In 2021, with the support of the Copyright Agency‘s Cultural Fund, and in partnership with Katharine Susannah Prichard Writers’ Centre, Westerly Magazine was proud to publish writing from our inaugural Mid-Career Fellowship. Two Fellows—Maddie Godfrey in poetry and Annabel Smith in creative nonfiction—were selected from a competitive pool of applications and celebrated in features, one in each issue for the year.
Sharing the material now online, we congratulate our inaugural Fellows and thank them for their wonderful contributions to the Magazine. Work from our 2022 Fellows, Scott-Patrick Mitchell and Caitlin Maling, will be published in issues coming this year.
Maddie Godfrey’s ‘Longing: Three Ways’ was published in Westerly 66.1.
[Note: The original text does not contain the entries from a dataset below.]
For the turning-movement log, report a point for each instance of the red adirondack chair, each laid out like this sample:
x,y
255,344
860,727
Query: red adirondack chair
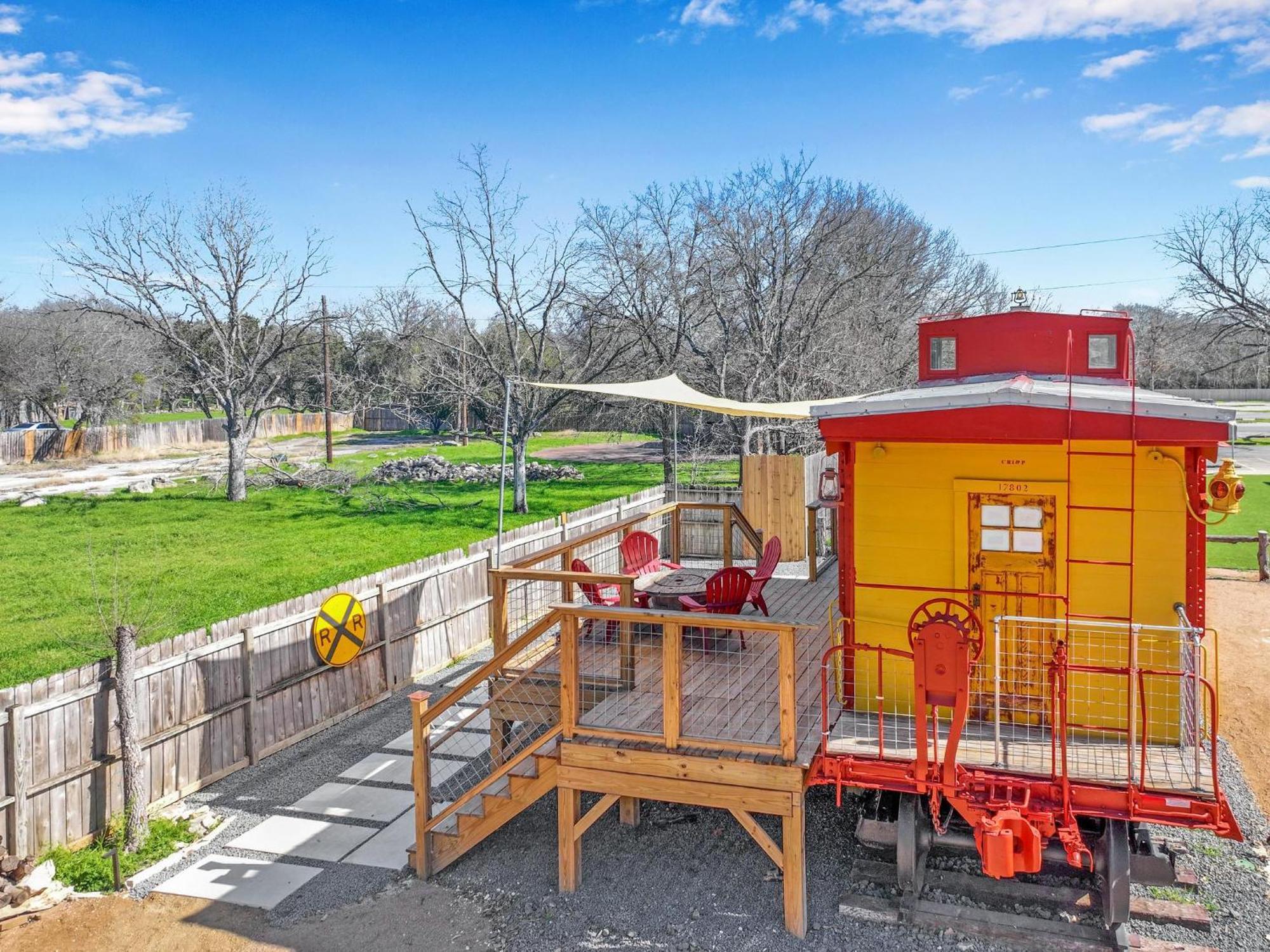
x,y
727,593
598,594
642,555
764,573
Ocean Vuong writes of desire as a temporary hunger, saying ‘I wonder what it feels like to move at the speed of thirst—if it’s as fast as lying on the kitchen floor with the lights off’ (68). During my conceptualisation of this series of hybrid prose poems, I found myself returning to the idea of desire as kinetic; as something that travels, moves and experiences turbulence (yet never entirely arrives). From this context, the motif of reaching emerged as a core component of my own experiences of desire, and hence these poems. Whether reaching for the attention of a pop star, gazing towards shoulder blades on a staircase, or grasping for familiarity, the personas are documented in various states of extension. As a queer writer who is documenting an autobiographical longing for other LGBTQIA+ subjects, my writing is interested in what it means to occupy a sidelined body that is reaching for another sidelined body.
Situated between two dominant understandings of genre, the prose poem embodies this sense of reaching. It is a place where prose brushes the outstretched fingertips of poetry. The form can be understood as a poem wearing the disguise of a paragraph; a compressed rectangle that plays a trick on the reader’s expectations, amplifying each gasp and sigh. In the ‘tightly framed space’ of the prose poem (Munden), each visual absence is exaggerated by surrounding proximity. These three prose poems are not love poems. Rather, they are quiet conversations happening in the hallways of romance, where longing presses itself against the wallpaper as someone louder bustles through.
Works Cited
Munden, Paul. ‘Playing With Time: prose poetry and the elastic moment’ in Monica Carroll, Shane Strange and Jen Webb (eds.), Prose Poetry. TEXT 46 (2017).
Vuong, Ocean. Night Sky with Exit Wounds. Port Townsend, WA: Copper Canyon, 2016.
Maddie Godfrey is a writer, educator, editor and emotional feminist. Their first collection, How To Be Held (Burning Eye Books, 2018), is a manifesto to tenderness. Maddie has recently been awarded the Tom Collins Prize, the Kat Muscat Fellowship and a writing residency with the National Trust of Western Australia.